- Mission Mountain Wood Band 1977, L-R: Christian Johnson, Terry Robinson, Rob Quist, Greg Reichenberg, Steve Riddle.

Background information
- Also known as: M2WB, The Wood Band, The Montana Band
- Origin: Missoula, Montana, US
- Genres: Country rock, bluegrass
- Years active: 1971–present
- Members: Rob Quist; Steve Riddle; Greg Reichenberg; Tim Ryan; David Griffith; Trevor Krieger;
- Past members: Christian Johnson (M2WB); Terry Robinson (M2WB) (Montana band)(d. 1987); Kurt Bergeron (M2WB)(Montana band)(d. 1987); Bruce Robinson (M2WB); Mark Wittman (Montana band); Jerry Zalnoski (Montana band); Clifford Tipton (Montana band)(d. 1987); Alan Larson (Montana band)(d. 1987); Grady Whitfield (Montana band)(d. 1987);
- Website: missionmountainwoodband.com

= Mission Mountain Wood Band =

American bluegrass and country rock band

The Mission Mountain Wood Band, abbreviated M2WB, is an American bluegrass and country rock band formed in Missoula, Montana, US in 1971. They were noted for their vocal harmonies, multi-instrumental talent, and charismatic stage presence, particularly at Woodstock style regional concerts of the era such as the University of Montana's Aber Day Kegger. They spent time in New York City to further build their career, appeared on national television and toured 47 of the lower 48 states in a unique 1955 Greyhound Scenicruiser, performing up to 320 times a year both solo and as an opening act for other bands. The original five members were Rob Quist, Steve Riddle, Christian Johnson, Greg Reichenberg, and the late Terry Robinson, all of whom were UM students and born in Montana. Johnson was replaced with Kurt Bergeron after the band released their first album, In Without Knocking, in 1977. The band recorded two studio albums in their heyday, a third album after the band revamped as ‘’Montana’’, released a compilation of their older work in 2005, and put out two albums with new content in 2011 and 2014.

Personnel changes resulting from the departure of several original band members resulted in Quist, Robinson, Reichenberg, and Bergeron reforming the group as The Montana Band in 1981. They had some national success and, described as "well-adapted to today's modern country sound," were being favorably compared to major groups of the time such as Alabama and the Oak Ridge Boys. After the departure of Quist, Terry Robinson was the only remaining original band member when a plane crash killed all then-members of The Montana Band in 1987.

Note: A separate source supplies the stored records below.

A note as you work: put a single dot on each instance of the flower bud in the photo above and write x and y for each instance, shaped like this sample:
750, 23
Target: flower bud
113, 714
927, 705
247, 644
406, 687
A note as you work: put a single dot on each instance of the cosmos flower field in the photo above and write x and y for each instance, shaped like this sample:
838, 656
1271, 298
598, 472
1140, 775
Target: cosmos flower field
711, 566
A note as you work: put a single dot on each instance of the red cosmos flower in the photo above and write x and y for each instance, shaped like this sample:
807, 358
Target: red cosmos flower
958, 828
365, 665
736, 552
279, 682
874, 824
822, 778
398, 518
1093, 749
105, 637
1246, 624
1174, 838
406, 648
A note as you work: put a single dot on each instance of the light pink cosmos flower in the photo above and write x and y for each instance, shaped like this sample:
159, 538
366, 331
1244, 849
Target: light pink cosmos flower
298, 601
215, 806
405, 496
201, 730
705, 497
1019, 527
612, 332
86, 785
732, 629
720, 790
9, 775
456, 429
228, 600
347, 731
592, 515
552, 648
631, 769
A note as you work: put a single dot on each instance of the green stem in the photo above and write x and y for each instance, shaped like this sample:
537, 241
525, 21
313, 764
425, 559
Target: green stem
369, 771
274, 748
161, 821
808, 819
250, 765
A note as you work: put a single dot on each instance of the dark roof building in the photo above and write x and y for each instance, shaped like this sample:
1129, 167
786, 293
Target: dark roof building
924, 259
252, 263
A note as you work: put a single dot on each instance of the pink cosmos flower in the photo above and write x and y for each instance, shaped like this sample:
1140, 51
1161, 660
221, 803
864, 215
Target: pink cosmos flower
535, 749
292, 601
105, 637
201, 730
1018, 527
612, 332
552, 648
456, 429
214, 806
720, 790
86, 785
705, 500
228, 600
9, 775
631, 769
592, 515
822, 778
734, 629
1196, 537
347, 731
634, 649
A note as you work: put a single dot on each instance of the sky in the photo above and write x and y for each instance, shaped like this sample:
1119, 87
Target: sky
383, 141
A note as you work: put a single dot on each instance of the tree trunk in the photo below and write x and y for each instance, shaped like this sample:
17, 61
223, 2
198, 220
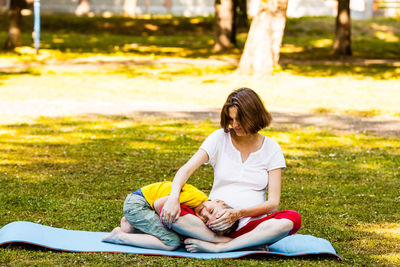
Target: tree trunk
232, 38
223, 24
261, 51
15, 24
83, 8
342, 45
242, 18
130, 8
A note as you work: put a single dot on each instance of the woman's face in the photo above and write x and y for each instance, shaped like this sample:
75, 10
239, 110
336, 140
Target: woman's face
234, 123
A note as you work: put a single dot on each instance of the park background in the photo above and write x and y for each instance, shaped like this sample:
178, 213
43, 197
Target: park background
112, 103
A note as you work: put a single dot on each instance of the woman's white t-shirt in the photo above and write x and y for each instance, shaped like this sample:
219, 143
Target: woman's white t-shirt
241, 184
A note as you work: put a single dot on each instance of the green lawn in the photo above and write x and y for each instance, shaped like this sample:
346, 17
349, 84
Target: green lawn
118, 59
74, 173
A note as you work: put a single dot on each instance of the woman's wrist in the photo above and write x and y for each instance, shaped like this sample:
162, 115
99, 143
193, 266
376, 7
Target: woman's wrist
239, 214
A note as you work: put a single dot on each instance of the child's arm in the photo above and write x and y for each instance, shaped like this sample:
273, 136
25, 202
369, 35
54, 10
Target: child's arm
192, 226
171, 210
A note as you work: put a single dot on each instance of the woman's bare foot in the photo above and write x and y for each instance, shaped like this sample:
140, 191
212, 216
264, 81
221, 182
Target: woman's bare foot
195, 245
113, 237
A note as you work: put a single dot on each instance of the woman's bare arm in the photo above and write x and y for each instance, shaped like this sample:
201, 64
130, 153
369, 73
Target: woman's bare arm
227, 217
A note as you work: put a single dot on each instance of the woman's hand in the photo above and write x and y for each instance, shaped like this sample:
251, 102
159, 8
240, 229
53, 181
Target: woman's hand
170, 212
224, 219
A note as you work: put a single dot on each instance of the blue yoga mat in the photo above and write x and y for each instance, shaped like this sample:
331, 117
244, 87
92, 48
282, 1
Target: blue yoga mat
85, 241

The surviving M2WB members reunited in 1992 and began to play periodic reunion concerts from that time forward, released a compilation of their work in 2005, and after adding new members to the band, produced two additional albums in 2011 and 2014. Their fan base and concert experience was compared favorably to that of the Grateful Dead. The band was the subject of a 2009 PBS documentary, Never Long Gone: The Mission Mountain Wood Band Story.

==Origins==
The band was formed in 1971 when guitarist and banjo player Rob Quist, from Cut Bank, Montana and bassist Steve Riddle from Libby met as members of the University of Montana's "Jubileers", an audition-only singing group. They soon recruited other University of Montana (UM) students, starting with guitarist and Kalispell native Terry Robinson as lead vocalist. They performed as an acoustic three-piece group before adding two more UM students originally from Billings: Christian Johnson on guitar, mandolin and fiddle, and drummer Greg Reichenberg. They were mentored by Joseph Musselman, a music professor at the university, and all band members were proficient on at least two instruments. They took their band name from the nearby Mission Range of mountains.

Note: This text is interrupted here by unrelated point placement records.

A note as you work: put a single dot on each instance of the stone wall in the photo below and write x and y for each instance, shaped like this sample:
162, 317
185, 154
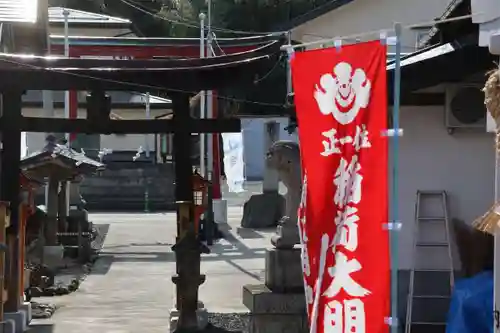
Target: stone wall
124, 188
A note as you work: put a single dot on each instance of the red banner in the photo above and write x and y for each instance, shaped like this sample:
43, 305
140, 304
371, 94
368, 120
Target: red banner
341, 103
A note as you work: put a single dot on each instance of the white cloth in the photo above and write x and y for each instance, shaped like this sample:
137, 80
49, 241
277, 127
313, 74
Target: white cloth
234, 165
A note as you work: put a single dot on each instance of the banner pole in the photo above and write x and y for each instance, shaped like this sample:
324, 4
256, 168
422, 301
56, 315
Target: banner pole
394, 198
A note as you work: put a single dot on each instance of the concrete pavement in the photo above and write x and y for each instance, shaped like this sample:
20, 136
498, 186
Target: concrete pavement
130, 288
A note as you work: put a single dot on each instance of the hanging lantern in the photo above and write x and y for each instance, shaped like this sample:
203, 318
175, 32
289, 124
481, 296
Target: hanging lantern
199, 197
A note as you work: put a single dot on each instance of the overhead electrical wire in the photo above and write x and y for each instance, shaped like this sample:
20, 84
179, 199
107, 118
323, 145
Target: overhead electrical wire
150, 87
191, 24
378, 32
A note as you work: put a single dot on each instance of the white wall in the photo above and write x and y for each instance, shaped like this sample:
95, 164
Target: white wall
430, 159
253, 141
372, 15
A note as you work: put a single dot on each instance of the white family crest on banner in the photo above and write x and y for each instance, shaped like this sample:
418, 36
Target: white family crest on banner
234, 165
345, 89
343, 95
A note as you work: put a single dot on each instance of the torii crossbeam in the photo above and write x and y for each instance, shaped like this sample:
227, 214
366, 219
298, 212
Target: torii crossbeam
180, 78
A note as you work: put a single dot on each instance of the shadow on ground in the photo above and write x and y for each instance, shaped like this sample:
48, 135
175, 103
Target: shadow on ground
41, 328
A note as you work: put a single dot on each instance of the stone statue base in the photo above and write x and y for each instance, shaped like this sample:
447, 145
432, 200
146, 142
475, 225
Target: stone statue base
279, 305
287, 234
263, 210
201, 313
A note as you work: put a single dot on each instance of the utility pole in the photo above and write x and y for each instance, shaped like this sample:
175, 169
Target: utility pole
203, 96
47, 102
148, 116
66, 98
210, 102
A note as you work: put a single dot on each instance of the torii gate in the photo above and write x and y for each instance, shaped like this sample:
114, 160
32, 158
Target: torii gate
181, 77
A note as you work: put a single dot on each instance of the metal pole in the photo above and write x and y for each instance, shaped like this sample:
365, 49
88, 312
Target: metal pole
209, 214
210, 112
289, 69
496, 251
66, 54
203, 96
395, 184
66, 97
148, 116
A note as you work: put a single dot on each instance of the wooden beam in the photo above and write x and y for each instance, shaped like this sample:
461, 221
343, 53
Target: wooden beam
10, 187
422, 99
62, 125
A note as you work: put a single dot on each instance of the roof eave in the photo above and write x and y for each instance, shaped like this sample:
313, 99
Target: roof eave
313, 14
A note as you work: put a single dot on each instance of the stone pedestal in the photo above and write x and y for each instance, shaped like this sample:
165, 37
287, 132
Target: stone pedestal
220, 211
52, 256
279, 305
201, 313
263, 210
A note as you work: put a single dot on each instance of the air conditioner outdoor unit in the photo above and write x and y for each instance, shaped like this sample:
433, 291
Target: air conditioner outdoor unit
465, 107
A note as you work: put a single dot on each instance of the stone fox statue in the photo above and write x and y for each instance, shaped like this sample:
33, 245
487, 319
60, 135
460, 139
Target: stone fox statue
284, 157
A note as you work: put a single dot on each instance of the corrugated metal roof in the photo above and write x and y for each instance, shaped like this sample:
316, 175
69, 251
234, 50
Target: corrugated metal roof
19, 11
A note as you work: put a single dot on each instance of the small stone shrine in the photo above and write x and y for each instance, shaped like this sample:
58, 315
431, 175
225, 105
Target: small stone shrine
264, 210
58, 164
279, 304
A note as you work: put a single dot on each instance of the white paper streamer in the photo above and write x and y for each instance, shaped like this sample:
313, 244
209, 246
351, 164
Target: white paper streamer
234, 165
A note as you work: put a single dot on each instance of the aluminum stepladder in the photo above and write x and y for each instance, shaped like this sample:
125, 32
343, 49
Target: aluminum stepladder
418, 243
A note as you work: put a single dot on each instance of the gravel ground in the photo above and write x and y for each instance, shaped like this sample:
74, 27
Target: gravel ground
229, 322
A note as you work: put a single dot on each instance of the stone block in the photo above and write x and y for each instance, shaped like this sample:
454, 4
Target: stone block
19, 319
284, 270
259, 299
263, 210
8, 326
278, 324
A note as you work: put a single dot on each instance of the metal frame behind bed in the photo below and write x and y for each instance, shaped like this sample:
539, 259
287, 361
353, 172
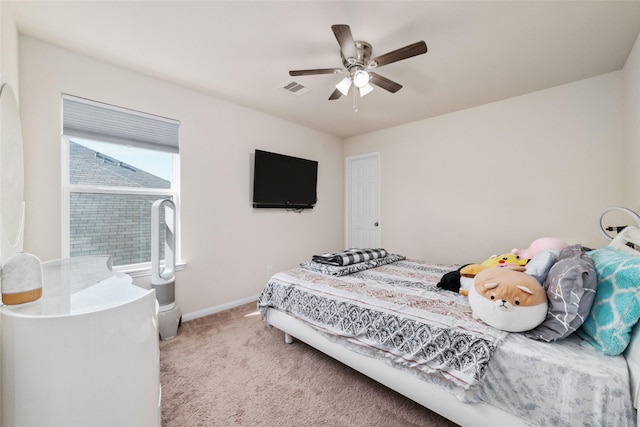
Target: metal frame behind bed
431, 396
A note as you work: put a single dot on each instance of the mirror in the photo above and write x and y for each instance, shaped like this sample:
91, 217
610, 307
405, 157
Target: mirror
11, 176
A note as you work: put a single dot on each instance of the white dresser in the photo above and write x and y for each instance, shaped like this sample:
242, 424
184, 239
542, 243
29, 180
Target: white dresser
85, 354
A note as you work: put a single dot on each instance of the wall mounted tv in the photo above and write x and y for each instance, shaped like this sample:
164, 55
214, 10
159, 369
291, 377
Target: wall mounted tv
281, 181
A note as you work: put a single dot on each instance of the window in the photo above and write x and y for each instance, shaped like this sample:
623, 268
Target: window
118, 162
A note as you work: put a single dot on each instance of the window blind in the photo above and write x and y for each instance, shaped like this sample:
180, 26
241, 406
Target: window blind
87, 119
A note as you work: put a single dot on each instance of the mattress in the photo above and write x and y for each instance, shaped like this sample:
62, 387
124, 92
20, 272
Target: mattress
396, 313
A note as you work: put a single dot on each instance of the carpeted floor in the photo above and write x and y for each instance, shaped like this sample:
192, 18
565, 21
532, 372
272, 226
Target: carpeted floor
230, 369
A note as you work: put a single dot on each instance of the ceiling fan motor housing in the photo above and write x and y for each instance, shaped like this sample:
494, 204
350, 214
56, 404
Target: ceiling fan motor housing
363, 56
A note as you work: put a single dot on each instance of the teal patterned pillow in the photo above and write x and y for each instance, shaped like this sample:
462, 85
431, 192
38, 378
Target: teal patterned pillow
616, 308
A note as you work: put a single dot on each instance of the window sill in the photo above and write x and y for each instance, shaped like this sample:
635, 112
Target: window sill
141, 270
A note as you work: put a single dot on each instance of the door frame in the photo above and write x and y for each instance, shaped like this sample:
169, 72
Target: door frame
348, 166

Their public debut was in Bozeman, Montana in 1971 as the opening act for Rare Earth. Their band logo was designed by Missoula artist Monte Dolack. The band was influenced by folk and traditional country music traditions as well as contemporary bands of the time such as Crosby, Stills, Nash and Young. Band members also credit the influence of Jonathan Edwards. A 1974 fundraiser performance helped propel a then-young politician, Max Baucus, to victory in his first race for the United States House of Representatives. Baucus later returned the favor when as a U.S. Senator, he introduced the band (sitting in the balcony) from the floor of the Senate chambers as "Montana's Favorite Sons".

==Career==
The Mission Mountain Wood Band's heyday ran from 1973 to 1981. Once they began touring, Riddle's older brother Dick took over from Musselman as the band's musical coach and manager. The elder Riddle had been in a touring folk band that had obtained a recording contract and put out an album in 1962, so had connections with the east coast music industry.

From 1973-1976, the band relocated to New York City, at times leaving the city to write and have band rehearsals in rural areas of New Jersey. They played in locations such as New York's CBGB’s and also toured nationally. They were the opening act at the 1973 Hells Angels Pirate Party in New York, sharing the ticket with the Jerry Garcia Band and Bo Diddley, a concert documented in the 1983 film Hell's Angels Forever. They opened for other major acts including Heart, the Nitty Gritty Dirt Band, Jimmy Buffett, The Allman Brothers Band, Ozark Mountain Daredevils, Bonnie Raitt, and the Charlie Daniels Band. While touring, they taped a significant number of performances on local and regional television programs from Miami to Seattle, promoting their concerts, which often sold out, and in 1979 they appeared on National Television on the show Hee Haw. Primarily a touring band rather than a studio group, at their peak they played 350 shows in a year.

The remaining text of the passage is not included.